Discover more from hrbrmstr's Daily Drop
CLI Data Wrangling
This category will come up fairly frequently as there are so many great CLI tools to work with various kinds of data. If the acronym is unfamiliar, it stands for Command Line Interpreter, which is a fancy way of saying that unadorned black-background, text-only window that gets you to the terminal/shell of your favorite operating system.
For macOS users, there’s the built-in Terminal.app
, but there are more modern alternatives such as iTerm and WezTerm. Linux users likely already know what’s going on CLI-wise, and Windows folks should really consider using Microsoft’s modern Terminal. As with all things “app”, there are scads of alternatives on all three operating systems. If you are new to the command line, there are also scads of learning resources, including this one.
There are many established “go-to” CLI data wrangling tools, including some built-in to most operating system command libraries that we may cover at a later date, but today we’re focusing on trdsql
, a tool that can execute SQL queries on CSV, LTSV, JSON and TBLN and output to various formats.

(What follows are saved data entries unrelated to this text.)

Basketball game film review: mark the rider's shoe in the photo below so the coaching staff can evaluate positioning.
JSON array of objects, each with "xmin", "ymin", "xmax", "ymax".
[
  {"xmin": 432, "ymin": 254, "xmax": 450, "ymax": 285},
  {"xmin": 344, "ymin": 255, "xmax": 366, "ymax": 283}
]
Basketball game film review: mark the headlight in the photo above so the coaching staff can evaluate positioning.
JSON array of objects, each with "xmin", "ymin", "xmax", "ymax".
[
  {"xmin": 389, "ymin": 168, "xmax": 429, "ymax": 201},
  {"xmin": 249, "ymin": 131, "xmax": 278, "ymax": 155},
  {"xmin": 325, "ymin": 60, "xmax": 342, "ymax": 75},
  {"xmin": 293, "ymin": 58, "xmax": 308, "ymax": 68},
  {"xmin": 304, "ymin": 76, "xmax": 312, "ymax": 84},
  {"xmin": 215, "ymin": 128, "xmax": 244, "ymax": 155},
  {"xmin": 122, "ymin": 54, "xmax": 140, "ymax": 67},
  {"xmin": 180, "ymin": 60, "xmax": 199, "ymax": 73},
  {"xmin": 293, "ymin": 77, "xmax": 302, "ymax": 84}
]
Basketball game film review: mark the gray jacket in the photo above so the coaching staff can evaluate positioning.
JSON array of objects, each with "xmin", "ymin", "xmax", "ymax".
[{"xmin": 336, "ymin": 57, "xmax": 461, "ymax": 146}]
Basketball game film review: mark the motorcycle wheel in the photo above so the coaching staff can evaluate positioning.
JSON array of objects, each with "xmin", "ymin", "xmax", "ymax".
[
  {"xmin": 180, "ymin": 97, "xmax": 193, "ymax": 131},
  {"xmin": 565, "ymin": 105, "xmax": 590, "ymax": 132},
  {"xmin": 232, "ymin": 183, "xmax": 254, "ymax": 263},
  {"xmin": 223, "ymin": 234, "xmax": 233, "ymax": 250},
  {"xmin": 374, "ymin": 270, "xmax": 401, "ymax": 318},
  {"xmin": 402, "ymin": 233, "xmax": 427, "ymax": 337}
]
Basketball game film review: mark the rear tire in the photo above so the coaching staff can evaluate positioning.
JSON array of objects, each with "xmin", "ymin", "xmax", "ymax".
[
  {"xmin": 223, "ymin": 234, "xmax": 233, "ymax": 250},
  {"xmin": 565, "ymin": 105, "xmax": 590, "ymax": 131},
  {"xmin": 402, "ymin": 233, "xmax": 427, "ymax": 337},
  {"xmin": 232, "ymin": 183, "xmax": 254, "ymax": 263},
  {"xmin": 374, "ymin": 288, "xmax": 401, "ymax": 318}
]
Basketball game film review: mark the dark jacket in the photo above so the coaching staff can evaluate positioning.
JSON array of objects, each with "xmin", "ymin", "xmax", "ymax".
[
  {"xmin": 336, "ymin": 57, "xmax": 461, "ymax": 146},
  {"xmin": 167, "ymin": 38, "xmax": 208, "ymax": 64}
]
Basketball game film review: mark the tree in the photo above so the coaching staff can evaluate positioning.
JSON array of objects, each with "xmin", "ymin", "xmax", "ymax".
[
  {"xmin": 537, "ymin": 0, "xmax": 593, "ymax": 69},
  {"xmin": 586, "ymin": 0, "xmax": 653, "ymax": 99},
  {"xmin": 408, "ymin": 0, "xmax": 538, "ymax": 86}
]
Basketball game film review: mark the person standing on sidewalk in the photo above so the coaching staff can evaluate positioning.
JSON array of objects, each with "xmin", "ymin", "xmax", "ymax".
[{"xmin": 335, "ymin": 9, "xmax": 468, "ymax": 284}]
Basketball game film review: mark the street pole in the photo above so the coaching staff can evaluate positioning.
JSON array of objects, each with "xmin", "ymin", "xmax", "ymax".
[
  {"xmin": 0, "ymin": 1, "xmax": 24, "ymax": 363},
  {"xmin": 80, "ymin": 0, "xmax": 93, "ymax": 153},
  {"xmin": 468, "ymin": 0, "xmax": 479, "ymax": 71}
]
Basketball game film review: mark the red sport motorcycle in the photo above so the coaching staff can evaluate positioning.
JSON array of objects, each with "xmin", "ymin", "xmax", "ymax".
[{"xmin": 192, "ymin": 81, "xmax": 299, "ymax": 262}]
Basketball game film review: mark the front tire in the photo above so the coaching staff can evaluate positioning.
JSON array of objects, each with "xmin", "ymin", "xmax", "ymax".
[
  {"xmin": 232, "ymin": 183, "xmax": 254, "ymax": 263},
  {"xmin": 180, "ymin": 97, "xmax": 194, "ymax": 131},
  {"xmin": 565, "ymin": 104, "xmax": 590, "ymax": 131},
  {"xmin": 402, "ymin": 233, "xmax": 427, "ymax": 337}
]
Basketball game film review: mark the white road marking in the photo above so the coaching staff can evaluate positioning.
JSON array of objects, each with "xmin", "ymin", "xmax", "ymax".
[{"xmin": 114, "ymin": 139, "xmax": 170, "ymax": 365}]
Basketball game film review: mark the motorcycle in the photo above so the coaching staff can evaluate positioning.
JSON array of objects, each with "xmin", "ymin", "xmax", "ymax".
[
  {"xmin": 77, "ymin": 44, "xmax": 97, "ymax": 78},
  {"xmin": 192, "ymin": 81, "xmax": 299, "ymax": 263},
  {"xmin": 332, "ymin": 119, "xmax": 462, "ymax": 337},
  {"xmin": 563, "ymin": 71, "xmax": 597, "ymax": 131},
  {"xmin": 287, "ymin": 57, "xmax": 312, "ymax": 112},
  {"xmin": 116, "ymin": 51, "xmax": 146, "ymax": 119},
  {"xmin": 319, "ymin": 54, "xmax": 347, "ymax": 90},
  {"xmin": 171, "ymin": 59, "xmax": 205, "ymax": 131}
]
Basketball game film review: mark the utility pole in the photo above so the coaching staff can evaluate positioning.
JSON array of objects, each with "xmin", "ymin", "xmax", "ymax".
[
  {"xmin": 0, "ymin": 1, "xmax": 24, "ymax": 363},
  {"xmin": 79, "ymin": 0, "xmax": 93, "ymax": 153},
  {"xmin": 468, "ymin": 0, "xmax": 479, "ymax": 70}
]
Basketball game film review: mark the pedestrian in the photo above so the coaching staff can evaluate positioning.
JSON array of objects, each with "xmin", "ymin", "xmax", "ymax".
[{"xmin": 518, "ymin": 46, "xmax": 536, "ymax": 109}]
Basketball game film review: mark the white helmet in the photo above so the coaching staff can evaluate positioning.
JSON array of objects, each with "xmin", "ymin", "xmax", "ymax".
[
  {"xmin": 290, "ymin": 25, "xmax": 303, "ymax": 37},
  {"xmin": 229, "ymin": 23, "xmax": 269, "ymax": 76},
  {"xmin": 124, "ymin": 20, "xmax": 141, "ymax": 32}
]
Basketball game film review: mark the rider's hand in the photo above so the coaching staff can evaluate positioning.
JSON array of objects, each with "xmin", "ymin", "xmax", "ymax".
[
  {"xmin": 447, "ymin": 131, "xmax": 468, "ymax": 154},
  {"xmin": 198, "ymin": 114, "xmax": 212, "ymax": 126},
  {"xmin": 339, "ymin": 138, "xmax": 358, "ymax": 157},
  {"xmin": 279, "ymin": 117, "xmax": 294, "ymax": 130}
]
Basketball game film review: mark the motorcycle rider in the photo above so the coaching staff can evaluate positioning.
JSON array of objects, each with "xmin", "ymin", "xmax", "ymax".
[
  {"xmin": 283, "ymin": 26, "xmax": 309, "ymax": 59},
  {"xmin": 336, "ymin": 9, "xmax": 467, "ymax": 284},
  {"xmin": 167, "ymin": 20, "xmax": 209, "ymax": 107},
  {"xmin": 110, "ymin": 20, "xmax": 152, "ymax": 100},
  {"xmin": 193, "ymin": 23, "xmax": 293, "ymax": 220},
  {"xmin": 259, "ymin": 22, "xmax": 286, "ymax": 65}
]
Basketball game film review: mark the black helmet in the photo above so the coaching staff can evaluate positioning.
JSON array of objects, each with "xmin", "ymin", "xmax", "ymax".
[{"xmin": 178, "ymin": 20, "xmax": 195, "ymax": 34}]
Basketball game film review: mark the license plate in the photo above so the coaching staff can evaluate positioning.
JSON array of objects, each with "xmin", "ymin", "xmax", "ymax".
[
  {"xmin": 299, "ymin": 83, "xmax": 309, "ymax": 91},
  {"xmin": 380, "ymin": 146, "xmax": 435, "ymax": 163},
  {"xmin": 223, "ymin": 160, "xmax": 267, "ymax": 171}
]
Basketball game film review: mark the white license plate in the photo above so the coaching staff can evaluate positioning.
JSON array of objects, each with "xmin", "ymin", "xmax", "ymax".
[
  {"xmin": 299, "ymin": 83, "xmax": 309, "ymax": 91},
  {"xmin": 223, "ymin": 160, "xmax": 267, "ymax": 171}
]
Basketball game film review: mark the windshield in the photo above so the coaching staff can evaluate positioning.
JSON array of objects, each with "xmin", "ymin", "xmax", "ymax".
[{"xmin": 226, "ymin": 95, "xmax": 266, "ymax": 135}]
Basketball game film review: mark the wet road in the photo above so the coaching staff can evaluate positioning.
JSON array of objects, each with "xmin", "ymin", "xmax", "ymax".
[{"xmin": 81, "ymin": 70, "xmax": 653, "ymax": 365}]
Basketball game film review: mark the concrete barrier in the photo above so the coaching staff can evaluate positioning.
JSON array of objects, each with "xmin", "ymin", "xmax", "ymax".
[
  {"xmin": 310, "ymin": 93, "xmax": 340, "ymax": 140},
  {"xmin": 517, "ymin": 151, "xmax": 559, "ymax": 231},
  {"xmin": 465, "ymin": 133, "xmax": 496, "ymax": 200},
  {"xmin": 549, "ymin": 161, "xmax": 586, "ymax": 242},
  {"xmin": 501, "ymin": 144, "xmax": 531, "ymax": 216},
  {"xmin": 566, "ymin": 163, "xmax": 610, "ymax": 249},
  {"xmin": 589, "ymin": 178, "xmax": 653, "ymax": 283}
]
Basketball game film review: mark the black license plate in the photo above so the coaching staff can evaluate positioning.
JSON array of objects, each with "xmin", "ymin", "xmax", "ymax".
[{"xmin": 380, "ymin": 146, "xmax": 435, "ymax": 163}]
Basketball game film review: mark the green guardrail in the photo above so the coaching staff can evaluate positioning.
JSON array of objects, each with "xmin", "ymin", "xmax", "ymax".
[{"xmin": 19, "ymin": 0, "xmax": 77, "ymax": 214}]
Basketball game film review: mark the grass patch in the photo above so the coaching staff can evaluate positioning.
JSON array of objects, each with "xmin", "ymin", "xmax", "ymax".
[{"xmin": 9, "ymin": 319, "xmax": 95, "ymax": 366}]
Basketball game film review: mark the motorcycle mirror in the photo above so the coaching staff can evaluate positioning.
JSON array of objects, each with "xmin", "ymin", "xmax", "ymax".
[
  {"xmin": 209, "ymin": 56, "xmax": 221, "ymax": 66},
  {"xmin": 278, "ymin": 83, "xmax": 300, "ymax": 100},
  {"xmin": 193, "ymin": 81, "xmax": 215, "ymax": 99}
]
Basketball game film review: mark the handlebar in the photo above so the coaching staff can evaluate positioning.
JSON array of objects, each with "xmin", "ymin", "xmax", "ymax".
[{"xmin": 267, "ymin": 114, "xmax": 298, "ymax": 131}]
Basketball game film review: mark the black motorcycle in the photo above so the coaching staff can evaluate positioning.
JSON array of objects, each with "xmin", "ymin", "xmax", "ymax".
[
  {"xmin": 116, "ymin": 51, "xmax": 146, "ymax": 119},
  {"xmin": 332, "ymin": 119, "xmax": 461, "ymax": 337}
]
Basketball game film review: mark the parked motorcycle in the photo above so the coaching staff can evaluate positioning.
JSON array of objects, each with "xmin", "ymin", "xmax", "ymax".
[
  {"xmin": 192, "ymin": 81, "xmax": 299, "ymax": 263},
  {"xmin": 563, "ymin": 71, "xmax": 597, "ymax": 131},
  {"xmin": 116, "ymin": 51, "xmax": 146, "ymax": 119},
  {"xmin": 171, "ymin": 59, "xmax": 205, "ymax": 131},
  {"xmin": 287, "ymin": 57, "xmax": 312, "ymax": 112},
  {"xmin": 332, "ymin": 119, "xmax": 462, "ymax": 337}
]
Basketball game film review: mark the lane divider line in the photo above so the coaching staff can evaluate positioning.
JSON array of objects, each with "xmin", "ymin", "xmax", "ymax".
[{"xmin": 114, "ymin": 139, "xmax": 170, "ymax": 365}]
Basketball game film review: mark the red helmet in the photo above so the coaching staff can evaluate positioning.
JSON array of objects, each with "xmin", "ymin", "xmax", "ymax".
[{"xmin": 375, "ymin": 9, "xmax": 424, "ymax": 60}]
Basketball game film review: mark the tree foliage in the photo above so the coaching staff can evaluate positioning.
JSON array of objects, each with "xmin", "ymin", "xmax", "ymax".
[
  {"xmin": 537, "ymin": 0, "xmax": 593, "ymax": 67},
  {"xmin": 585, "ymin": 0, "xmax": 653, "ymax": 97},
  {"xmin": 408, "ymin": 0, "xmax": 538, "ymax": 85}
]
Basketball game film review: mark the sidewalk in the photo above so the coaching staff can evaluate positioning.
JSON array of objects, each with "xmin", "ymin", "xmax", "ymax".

“CSV” should be familiar to most folks reading this as it’s the central way to platform agnostically move tabular data around. “LTSV” stands for Labeled Tab Separated Values and is a variant of Tab-separated Values (“TSV”) and differs from a traditional TSV in that:
Each record in a LTSV file is represented as a single line. Each field is separated by TAB and has a label and a value. The label and the value have been separated by ':'. With the LTSV format, you can parse each line by spliting with TAB (like original TSV format) easily, and extend any fields with unique labels in no particular order.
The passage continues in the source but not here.